Those with Roots Will Cling to the Faith of Their Fathers

Healthy popular culture is rooted in the decencies and charities of Christendom

(photo: Pixabay/CC0)

A barrel-organ in the street suddenly sprang with a jerk into a jovial tune. Syme stood up taut, as if it had been a bugle before the battle. He found himself filled with a supernatural courage that came from nowhere. The jingling music seemed full of the vivacity, the vulgarity, and the irrational valour of the poor, who in all those unclean streets were all clinging to the decencies and the charities of Christendom. —G.K. Chesterton (The Man Who was Thursday)

Chesterton is seldom wrong. In fact, he is so seldom wrong that it is normally the height of folly to even contemplate contradicting him. And yet his ceaseless championing of the healthy “vulgarity” of the poor is sometimes hard to swallow. Although such praise of the “vulgar” was due in part to a healthy Dickensian (and Christian) love for the common man, it was also due to a less than healthy attachment to the cause of the French Revolution. This naïveté found expression in another Chestertonian aphorism in which he tells us that evolution is what happens when everyone is asleep but revolution is what happens when everyone is awake. One wonders in what way the mindless mobs of Paris or Moscow can be said to have been “awake,” unless wakefulness is seen as being synonymous with madness. 

Pace Chesterton, it is clearly necessary to draw a distinction between the healthy “popular culture” of the rooted common man, and the inane “pop culture” of the rootless masses. Those with roots evolve; those without roots revolve or revolt. Chesterton understood this, of course, though he sometimes seems to have forgotten it in his haste to champion the poor against the rich. It was, after all, Chesterton who warned that the “coming peril” was not “bolshevism” but was “standardization by a low standard,” or, to use our ugly modern vernacular, the coming peril is the “dumbing down” of culture. And let’s not forget that the “vulgarity” of which Chesterton (or Syme) was speaking in The Man Who was Thursday was “clinging to the decencies and the charities of Christendom.” 

It can be seen, therefore, that healthy popular culture is rooted, it clings. It is rooted in the decencies and charities of Christendom. This fundamental truth was grasped with refreshing gusto in the song, “Roots,” by the Devonshire folk group, Show of Hands:

A minister said his vision of hell

Was three folk singers in a pub near Wells;

Well, I’ve got a vision of urban sprawl,

It’s pubs where no-one ever sings at all,

And everyone stares at a great big screen,

Overpaid soccer stars, prancing teens,

Australian soaps, American rap,

Estuary English, baseball caps …

Without our stories or our songs,

How will we know where we’ve come from?

I’ve lost St George in the Union Jack,

It’s my flag too and I want it back.

Seed, bud, flower, fruit,

Never gonna grow without their roots,

Branch, stem, shoot – We need roots.

This is true popular culture at its best. It is reminiscent of the rootedness of Tolkien’s Treebeard, a courageous and indomitable rootedness which curses the vulgarity of the rootless orcs and the evil powers that they serve. It is the folk culture of the Shire, not the “pop culture” of Isengard or Mordor. 
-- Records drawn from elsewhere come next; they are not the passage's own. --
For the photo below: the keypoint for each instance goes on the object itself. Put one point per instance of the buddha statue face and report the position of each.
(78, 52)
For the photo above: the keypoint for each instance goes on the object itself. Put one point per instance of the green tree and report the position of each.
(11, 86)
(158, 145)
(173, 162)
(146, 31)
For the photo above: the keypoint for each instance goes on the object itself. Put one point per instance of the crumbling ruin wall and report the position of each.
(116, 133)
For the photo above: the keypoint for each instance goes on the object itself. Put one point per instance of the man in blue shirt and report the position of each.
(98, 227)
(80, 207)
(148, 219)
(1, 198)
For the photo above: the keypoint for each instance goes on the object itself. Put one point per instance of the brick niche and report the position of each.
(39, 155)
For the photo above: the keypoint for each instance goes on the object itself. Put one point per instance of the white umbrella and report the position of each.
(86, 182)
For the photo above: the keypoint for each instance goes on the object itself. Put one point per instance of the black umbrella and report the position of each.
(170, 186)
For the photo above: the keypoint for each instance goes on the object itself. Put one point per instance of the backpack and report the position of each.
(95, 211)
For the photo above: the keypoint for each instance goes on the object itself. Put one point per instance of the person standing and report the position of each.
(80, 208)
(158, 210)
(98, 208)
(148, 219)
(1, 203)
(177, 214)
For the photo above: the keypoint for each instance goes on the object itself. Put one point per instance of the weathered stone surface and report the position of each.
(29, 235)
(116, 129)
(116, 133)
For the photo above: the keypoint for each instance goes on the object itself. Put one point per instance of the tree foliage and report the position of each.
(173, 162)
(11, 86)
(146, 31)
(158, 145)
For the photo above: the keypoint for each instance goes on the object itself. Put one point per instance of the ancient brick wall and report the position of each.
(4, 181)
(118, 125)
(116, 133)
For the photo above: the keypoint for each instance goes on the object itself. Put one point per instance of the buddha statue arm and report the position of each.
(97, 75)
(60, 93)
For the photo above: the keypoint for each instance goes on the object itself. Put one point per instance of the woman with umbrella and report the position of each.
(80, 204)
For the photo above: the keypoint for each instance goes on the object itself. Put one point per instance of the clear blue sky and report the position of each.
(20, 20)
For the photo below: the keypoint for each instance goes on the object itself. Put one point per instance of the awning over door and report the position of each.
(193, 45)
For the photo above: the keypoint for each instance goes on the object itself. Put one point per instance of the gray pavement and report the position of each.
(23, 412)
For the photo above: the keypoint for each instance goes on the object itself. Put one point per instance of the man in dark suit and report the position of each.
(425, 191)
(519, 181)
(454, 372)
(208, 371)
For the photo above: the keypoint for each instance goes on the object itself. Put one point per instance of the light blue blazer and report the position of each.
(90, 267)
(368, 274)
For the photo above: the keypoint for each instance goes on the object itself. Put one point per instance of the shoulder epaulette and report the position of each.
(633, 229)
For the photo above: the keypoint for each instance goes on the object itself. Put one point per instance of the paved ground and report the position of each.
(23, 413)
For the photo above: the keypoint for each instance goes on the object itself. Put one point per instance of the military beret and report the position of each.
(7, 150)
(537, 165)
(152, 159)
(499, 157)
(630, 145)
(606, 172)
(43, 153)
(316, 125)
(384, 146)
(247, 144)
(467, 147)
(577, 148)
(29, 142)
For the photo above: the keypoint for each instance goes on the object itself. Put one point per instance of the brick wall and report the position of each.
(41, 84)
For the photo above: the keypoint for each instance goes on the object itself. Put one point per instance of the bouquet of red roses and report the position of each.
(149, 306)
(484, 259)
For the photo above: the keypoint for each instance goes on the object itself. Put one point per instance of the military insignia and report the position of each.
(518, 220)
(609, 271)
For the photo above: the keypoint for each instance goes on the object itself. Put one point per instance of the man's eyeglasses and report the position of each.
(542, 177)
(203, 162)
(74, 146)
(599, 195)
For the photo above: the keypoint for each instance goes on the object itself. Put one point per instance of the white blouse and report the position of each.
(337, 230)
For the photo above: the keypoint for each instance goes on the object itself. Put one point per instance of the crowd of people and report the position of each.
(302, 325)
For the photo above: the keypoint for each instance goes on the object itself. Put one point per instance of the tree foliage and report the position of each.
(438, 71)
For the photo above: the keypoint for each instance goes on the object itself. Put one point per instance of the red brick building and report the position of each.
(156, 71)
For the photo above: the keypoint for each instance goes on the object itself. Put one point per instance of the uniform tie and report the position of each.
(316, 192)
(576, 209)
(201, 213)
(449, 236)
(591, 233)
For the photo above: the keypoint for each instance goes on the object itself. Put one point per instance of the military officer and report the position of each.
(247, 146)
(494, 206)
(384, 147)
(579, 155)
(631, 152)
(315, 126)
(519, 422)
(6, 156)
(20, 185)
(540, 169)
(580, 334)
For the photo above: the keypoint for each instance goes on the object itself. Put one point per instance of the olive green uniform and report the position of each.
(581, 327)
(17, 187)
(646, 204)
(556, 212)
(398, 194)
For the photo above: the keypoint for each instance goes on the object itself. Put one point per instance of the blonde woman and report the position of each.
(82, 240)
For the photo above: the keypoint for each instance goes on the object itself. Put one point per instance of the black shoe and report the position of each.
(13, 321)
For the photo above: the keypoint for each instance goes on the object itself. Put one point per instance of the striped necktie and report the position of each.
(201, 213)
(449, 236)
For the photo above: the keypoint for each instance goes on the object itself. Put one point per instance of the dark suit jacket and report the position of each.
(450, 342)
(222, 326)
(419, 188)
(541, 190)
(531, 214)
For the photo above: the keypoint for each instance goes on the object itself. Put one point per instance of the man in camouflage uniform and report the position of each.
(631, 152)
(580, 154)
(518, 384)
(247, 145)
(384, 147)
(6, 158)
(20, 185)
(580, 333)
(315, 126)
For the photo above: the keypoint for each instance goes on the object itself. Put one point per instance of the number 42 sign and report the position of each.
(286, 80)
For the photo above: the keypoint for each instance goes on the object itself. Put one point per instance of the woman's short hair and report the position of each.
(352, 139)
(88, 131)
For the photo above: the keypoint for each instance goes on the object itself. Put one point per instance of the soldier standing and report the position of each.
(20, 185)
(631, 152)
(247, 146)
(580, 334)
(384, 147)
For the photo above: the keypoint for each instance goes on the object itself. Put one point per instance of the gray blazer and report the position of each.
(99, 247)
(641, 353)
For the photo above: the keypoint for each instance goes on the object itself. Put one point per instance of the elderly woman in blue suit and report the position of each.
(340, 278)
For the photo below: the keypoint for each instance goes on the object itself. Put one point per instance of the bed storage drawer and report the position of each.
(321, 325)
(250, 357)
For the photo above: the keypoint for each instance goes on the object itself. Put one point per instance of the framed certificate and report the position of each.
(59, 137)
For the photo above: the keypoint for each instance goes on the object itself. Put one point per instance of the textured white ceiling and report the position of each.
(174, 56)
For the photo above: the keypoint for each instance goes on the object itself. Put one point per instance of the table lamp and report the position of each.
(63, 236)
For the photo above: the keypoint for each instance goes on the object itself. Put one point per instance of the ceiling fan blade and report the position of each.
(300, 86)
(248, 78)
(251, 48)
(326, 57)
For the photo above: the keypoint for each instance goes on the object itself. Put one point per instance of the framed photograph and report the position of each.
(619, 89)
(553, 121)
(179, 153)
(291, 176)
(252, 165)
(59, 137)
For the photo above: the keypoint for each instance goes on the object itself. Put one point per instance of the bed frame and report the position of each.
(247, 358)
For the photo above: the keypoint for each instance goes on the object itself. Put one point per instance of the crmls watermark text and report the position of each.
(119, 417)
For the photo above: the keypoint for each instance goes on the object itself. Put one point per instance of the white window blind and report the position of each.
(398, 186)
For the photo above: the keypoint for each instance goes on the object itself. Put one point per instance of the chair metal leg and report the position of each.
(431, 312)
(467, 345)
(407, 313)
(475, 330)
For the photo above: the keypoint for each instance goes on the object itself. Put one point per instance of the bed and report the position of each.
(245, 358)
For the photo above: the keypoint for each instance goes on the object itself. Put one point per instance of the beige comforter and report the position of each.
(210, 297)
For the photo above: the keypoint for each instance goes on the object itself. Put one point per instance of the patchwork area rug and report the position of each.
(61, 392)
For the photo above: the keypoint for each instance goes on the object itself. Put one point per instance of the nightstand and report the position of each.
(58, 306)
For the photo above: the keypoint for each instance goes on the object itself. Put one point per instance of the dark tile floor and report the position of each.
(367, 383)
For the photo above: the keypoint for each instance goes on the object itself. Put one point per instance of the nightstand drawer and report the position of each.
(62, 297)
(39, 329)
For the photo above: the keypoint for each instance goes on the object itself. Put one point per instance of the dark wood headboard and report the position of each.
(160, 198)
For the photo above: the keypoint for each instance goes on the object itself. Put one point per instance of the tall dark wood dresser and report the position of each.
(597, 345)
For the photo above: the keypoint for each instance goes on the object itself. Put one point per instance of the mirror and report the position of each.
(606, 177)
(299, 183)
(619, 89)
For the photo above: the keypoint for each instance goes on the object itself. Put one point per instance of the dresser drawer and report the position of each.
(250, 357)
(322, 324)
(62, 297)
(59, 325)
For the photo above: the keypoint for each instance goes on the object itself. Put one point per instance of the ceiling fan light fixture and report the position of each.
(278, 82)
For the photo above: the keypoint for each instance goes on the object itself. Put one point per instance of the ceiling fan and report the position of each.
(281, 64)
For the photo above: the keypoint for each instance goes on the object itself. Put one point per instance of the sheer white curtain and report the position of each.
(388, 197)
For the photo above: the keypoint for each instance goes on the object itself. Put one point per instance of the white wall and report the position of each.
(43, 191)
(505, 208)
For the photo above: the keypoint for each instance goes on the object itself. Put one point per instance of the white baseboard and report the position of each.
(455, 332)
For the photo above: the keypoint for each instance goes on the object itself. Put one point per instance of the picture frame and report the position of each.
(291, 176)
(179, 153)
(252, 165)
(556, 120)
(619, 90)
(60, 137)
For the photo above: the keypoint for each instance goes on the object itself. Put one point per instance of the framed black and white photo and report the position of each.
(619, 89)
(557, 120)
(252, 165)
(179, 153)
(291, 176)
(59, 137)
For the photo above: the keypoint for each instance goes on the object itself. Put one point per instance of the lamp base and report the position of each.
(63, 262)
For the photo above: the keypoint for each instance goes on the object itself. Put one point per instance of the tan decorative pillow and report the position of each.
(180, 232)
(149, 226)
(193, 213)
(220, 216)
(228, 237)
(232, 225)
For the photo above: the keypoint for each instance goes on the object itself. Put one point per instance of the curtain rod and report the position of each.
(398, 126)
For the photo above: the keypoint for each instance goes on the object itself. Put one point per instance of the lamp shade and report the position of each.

It is appropriate that this short perambulation on the subject of faith and popular culture should have wended its way to Tolkien. The Lord of the Rings is the apotheosis of literary folk culture. It unites high and popular culture, fusing the loftiest heights of literary achievement with the lowly accessibility of the popular novel. Furthermore, and if the aforementioned were not enough, the fusion of high and popular culture is achieved through the infusion of faith. The Lord of the Rings is the very incarnation of faith and popular culture!

Let’s conclude, therefore, by judging popular culture from the loftily low vantage point of the Shire. If it fits in the Shire it passes the culture test; if it doesn’t fit in the Shire it fails the test and is consequently consigned to the anti-cultural wastelands of pop vulgarity.

Folk music fits in the Shire, as does folk dancing. Morris dancers are honorary hobbits, break dancers are not! Some country music fits comfortably in the Shire, offering its homegrown morality expressed with Chestertonian wordplay and paradox, whereas other modern manifestations of country music are fit only for Isengard! Craft ale, brewed by micro-breweries, is fit for hobbits to imbibe to their heart’s content; Bud Lite and other mass-produced examples of chemical fizz posing as beer are fit for nothing but orc-swill. And, needless to say, there is no room in the Shire for MTV, so-called “reality” TV, pornography, gadget-worship and other products of the maggot-folk of Mordor. 

And as for the place of faith in the Shire, Tolkien knew that those with roots will cling to the faith of their fathers. Orcs, on the other hand, are faithless because they are fatherless. Branch, stem, shoot – we need roots!